Venedig sehen und stehlen
das Publikum hatte keine Möglichkeit der Einflussnahme. Das Blinken und auch die Signaltöne hörten nach kurzer Zeit von selbst auf oder wurden wahrscheinlich von dem Bärtigen mit dem Bauhelm abgeschaltet. »Es geht um Intimität, den Moment des Erwischtwerdens«, hieß es auf dem Programmzettel. Na prima, dachte Harry, hoffentlich ging der Schuss nicht nach hinten los.
»Mir ist nicht gut. Ich muss mal verschwinden«, raunte Zoe Harry zu, sodass auch die näheren Umsitzenden es mitbekamen.

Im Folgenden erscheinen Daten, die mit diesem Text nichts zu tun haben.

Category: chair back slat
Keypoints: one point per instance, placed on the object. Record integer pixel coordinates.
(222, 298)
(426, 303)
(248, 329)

Dies war gewissermaßen der Startschuss zu ihrem Unternehmen. Er nickte ihr bestätigend zu, während sie ihren Platz verließ. Inzwischen war auch die Sopranistin abrupt verstummt. Doris und Britt sahen zu ihnen herüber.
»Sie muss irgendetwas Falsches gegessen haben«, sagte Harry. »Das geht schon seit Tagen so.«
Britt und Doris machten ein übertrieben besorgtes Gesicht.
»Das ist schon nicht so schlimm«, beruhigte er sie.
In Wahrheit wurde Harry immer nervöser, nachdem Zoe ihren Platz verlassen hatte. Auf einmal schrillten in ihm alle Alarmglocken. War das ganze Unternehmen nicht viel zu riskant? Ein Kunstraub war doch etwas ganz anderes als eine gemütliche Fälschung. Wären sie lieber dabei geblieben. In diesem Moment hätte er die ganze Aktion am liebsten rückgängig gemacht. Aber jetzt gab es kein Zurück mehr. Der Miró-Coup lief und ließ sich nicht mehr stoppen.
Harry hatte genau vor Augen, was Zoe gerade machte. Sie musste sich jetzt in dem engen Damenklo eingeschlossen haben und in den unter dem Waschbecken deponierten schwarzen Overall steigen. Vor allem musste sie sich die Perücke mit den langen schwarzen Haaren über ihre blonde Kurzhaarfrisur ziehen. Und natürlich durfte sie auf keinen Fall die weißen Baumwollhandschuhe vergessen. Er konnte sich überhaupt nicht mehr auf die Performance konzentrieren. Er war mit seinen Gedanken voll bei Zoe.
In dem Moment drängelte sich Giovanni-Dieter mit gequältem Gesichtsausdruck durch seine Sitzreihe und entschwand in Richtung Herrenklo. Das war jetzt höchst unpassend. Harry wurde unruhig. In seinen Schläfen pochte es. Warum musste dieser Idiot ausgerechnet heute Abend Dünnpfiff bekommen? Hatten er es in Venedig denn nur mit Magenkranken zu tun?
Er wusste natürlich nicht, wie weit Zoe jetzt genau sein mochte. Hatte sie die Damentoilette schon verlassen? Er horchte nach verdächtigen Geräuschen aus den Nebenräumen. Doch außer dem Chor der Sirenen und Tröten, die durch Peggy Guggenheims Bibliothek schallten, war nichts zu hören. Die Sopranistin stand jetzt mit geschlossenen Augen immer noch stumm vor dem Auditorium. Auch Beat Burger und der Mann mit dem Herrenhandtäschchen, den wahrscheinlich seine Frau mitgeschleppt hatte, drohten einzunicken. Jetzt hatte sogar der Kamikazeflieger die Augen geschlossen. Verdammt noch mal, die Akustik-Avantgarde durfte jetzt auf keinen Fall wegdösen!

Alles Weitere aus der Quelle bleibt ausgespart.